Determine the necessary resources
As your strategic priorities come into focus and your operational planning kicks into high gear, you can start allocating resources. As always, be realistic. Don’t shortchange yourself in terms of the time and human resources necessary to complete each task. Such misjudgments will only come back to haunt you later in the form of missed deadlines and missed details. Look at past performance as an indicator of what to expect and plan accordingly.
Technology as a potential solution
If you’re an innovative leader, you’ve likely already thought about how you can streamline the completion of activities and management of resources via affordable technology solutions. But, not just any technology solutions. You’re looking for solutions that not only empower your employees by giving them the information they need to make timely and informed decisions but also help them automate a lot of the more tedious elements of their job like reporting and data aggregation.
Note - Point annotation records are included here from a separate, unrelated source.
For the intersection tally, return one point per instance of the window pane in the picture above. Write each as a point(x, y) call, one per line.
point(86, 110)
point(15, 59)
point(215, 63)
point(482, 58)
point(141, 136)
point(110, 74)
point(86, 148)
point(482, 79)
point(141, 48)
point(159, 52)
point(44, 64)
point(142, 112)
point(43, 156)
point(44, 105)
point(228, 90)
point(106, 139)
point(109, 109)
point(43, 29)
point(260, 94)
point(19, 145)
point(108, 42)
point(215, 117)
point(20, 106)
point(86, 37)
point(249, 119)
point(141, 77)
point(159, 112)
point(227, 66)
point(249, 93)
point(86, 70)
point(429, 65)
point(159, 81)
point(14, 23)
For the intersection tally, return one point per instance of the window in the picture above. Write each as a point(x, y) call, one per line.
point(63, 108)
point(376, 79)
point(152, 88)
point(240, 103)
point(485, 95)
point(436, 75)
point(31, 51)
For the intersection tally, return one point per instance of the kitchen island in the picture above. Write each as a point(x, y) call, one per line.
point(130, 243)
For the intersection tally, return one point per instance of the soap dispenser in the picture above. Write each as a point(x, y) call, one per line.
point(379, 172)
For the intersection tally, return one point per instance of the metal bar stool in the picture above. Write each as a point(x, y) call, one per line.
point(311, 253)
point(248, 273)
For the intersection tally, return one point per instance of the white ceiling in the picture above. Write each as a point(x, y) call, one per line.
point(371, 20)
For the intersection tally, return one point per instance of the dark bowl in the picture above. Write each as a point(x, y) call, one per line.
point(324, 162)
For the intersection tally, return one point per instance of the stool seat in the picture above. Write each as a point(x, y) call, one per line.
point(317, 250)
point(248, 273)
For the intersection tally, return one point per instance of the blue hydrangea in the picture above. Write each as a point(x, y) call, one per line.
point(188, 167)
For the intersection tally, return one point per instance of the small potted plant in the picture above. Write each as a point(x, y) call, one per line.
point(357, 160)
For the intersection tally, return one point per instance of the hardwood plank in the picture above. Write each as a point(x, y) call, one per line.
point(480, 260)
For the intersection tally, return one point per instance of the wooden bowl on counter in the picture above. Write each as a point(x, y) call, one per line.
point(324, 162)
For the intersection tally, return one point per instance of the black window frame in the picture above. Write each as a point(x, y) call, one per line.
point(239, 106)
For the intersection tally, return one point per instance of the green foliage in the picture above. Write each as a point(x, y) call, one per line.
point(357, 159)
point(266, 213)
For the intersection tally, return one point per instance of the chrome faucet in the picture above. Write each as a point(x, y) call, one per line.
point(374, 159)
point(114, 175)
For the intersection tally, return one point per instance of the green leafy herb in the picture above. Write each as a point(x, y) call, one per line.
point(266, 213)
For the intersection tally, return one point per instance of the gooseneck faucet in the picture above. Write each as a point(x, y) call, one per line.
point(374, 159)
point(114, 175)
Resource allocation and management is critical in operational planning because it dictates how you plan out your budgets, where and when you’ll need funds and when you can expect projects to be completed. The last thing you need is to run out of money halfway through a project because cash flows and deliverables weren’t adequately forecasted. Perform cost-benefit and ROI analyses early to keep budget estimates as accurate as possible.
Always look at the big picture
- Grouping together similar projects and tasks so that resources can be shared
- Determining specific, yet reasonable, timeline
- Considering resource allocations
- Ensuring all department activities and projects are aligned with your strategic plan
Communicate your priorities
Make sure everyone involved in the creation and execution of the operational plan understands two things: WHAT strategic goals you’re trying to achieve and WHEN you need to achieve them by. This, my fellow operational and strategic planners, is something we here at Envisio like to call the “direct communication of priorities.” Roles and corresponding responsibilities must be assigned to create a system of accountability.
Assign roles and responsibilities
Clearly defining roles and responsibilities as well as communicating organizational priorities helps each individual member of your team better understand the big picture. They can see exactly how their unique contributions help serve the greater good by moving the company closer to your strategic goals. This is how you connect your people back to your plan.
Monitor and manage performance
To ensure that your strategic plan and operational initiatives are working, you have to monitor and manage performance. This involves identifying, aggregating and reporting on key metrics and progress commentaries that allow you to accurately measure the success of your actions in real-time. When you give your managers full visibility into the status and progress of your strategic and operational plans at any point in time, you’re putting them in a power position to make informed decisions that best serve the organization.
Measuring performance allows you to adjust your plan for efficiency. Sometimes adjustments must be made to avoid failure and other times, you’ll need to adjust your plan for next steps because you’ve finally reached your strategic milestones. Remember, the best plans are the ones that evolve continuously over time. Set a plan in stone, and you just might sink!
What are you doing to create a synergy between your strategic and operational planning process?